None of that’s a big deal. Almost there . . .
“And you can miss free period tomorrow too.” She struts away, heels clacking.
Yes! I make an Allied “V for Victory” to myself and grab a seat on the black leather couch. Missing free period does stink, but whatever. Keenan and I probably need to cool off anyway.
As long as Tiernan didn’t threaten to take away Rock Band Club or Arts Night, I can weather any punishment.

Time in Solitary
The couch isn’t that terrible a place to be. You get to watch the daily parade of carnage: sick kids, hurt kids, kids who did crazy stunts and got caught. You hear Ms. Simmons, the secretary, calling home, see the stressed-out moms running in.
Some of today’s cases are pure comedy, like when a fourth grader staggers in covered in his own snot with a plastic knife lodged in his nose that he was using to try to retrieve a corn kernel. They get the knife out but the kernel will never be recovered.
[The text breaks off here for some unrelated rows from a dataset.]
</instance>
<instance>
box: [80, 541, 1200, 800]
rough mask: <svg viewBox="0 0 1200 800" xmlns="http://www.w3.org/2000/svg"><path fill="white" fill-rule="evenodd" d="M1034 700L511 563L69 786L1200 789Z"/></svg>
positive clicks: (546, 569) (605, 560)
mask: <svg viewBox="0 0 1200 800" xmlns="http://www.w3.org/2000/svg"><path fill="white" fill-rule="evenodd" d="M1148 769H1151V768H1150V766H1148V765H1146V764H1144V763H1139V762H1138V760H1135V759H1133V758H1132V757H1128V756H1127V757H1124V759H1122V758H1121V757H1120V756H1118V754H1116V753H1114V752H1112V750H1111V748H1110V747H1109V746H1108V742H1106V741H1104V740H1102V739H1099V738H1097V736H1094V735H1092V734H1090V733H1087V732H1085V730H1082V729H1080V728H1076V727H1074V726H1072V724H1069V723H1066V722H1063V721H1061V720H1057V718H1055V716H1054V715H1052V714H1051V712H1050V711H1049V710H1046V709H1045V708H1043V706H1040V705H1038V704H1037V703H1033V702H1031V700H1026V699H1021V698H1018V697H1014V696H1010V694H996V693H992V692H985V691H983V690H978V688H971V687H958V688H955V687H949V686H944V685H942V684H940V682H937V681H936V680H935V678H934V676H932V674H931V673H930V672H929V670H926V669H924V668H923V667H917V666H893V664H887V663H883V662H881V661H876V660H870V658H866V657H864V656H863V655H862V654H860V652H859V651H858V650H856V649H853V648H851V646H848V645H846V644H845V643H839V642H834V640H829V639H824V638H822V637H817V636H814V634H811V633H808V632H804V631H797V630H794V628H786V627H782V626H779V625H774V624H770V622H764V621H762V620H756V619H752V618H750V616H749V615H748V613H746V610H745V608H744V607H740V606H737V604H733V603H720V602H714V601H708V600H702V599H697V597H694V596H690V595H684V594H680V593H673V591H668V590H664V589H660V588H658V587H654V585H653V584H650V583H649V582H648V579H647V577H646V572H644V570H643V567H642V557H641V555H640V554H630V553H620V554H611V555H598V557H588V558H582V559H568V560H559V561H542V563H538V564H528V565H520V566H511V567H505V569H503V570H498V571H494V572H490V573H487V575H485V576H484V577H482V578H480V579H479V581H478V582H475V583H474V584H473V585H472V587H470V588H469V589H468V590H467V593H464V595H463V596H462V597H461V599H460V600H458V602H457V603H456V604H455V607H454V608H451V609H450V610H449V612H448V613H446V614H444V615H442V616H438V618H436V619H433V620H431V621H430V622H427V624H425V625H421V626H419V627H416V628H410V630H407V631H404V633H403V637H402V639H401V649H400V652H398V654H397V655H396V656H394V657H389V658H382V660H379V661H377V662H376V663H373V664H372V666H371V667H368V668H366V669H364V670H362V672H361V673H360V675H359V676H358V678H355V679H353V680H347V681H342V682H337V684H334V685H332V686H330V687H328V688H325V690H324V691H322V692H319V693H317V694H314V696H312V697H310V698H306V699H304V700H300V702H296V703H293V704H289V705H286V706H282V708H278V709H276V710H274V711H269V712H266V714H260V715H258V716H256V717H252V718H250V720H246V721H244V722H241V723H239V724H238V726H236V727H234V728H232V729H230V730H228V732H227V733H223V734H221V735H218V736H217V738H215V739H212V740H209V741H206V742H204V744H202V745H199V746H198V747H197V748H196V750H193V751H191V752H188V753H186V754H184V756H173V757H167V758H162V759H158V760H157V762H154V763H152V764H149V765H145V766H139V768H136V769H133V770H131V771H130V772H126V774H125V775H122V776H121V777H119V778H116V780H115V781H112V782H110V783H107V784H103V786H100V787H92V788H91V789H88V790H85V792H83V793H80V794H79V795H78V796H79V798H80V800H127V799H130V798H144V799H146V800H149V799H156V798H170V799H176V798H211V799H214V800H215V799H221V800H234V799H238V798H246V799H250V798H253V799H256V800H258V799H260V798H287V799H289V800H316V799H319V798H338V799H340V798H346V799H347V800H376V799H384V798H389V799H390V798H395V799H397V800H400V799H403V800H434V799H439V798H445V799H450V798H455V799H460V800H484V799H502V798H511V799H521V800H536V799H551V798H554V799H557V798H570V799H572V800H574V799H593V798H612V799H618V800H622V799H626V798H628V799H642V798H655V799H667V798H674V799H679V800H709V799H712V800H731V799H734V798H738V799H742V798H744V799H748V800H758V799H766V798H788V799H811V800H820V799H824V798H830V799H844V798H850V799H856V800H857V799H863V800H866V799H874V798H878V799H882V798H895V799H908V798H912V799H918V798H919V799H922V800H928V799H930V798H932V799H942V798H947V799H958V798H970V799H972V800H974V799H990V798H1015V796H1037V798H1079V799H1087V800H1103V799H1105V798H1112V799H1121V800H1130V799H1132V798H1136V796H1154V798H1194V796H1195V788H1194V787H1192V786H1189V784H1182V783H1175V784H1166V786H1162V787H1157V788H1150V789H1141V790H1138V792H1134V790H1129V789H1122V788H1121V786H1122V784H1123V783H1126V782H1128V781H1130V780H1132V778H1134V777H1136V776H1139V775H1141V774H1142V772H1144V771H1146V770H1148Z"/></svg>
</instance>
But then there are the soldiers of the resistance, keeping up the fight against all odds: like a sixth grader who got busted for forging his mom’s signature to try to get out of taking the citywide standardized test. As he stands there, red-faced--Tiernan winking her way through one of her most sadistic tools of torture, the live call to your mom’s work with you standing right there--our eyes meet and I give him a little nod. Keep fighting, young one. Someday, you’ll be on the front lines, and this black couch will be yours.
I finish my lunch and things quiet down during free period, which only means that as a middle school student you are free to be bored in the library or the courtyard. You could go out to the playground, but that’s where all the little kids are having recess.
Sitting there, I think back on that moment at the lockers. Even though Skye was wrong to just blurt out spoilers, I realize that maybe I’ve also been getting frustrated with her easily this year, ever since we dated last summer. It barely lasted two weeks and I’m over it. I totally am! I mean that was like three months ago, ancient history at this point, and everybody knows that nothing really works out in the summer anyway because you barely see each other except for online and texting. We only actually hung out twice, once at the mall and once at Magnuson Park, where we went swimming in Lake Washington. And then I guess I forgot to text her back a couple times right around when I got Liberation Force for my birthday, and then that was that.
We’ve smoothed it over, but now that she’s dating Keenan, I have to see a lot of her. She’s been looking really hot this year too. Like today she’s wearing this cool sweater-vest-and-button-down outfit with pencil jeans. She has a pretty sweet body, but she doesn’t flaunt it like some of the other girls in our class. Her hair is dyed kind of bloodred (the natural color is like a sandy blond, but Skye says she is not a blonde) and falls down the left side of her face. It’s a look that says hotness but also some brains, like she spent five minutes on it but not ten. Skye doesn’t want to be one of those cute-bots that seems to spend their entire existence trying to look exactly like my little sister’s Polly Pockets. It’s the difference between looking good and looking perfect and plastic.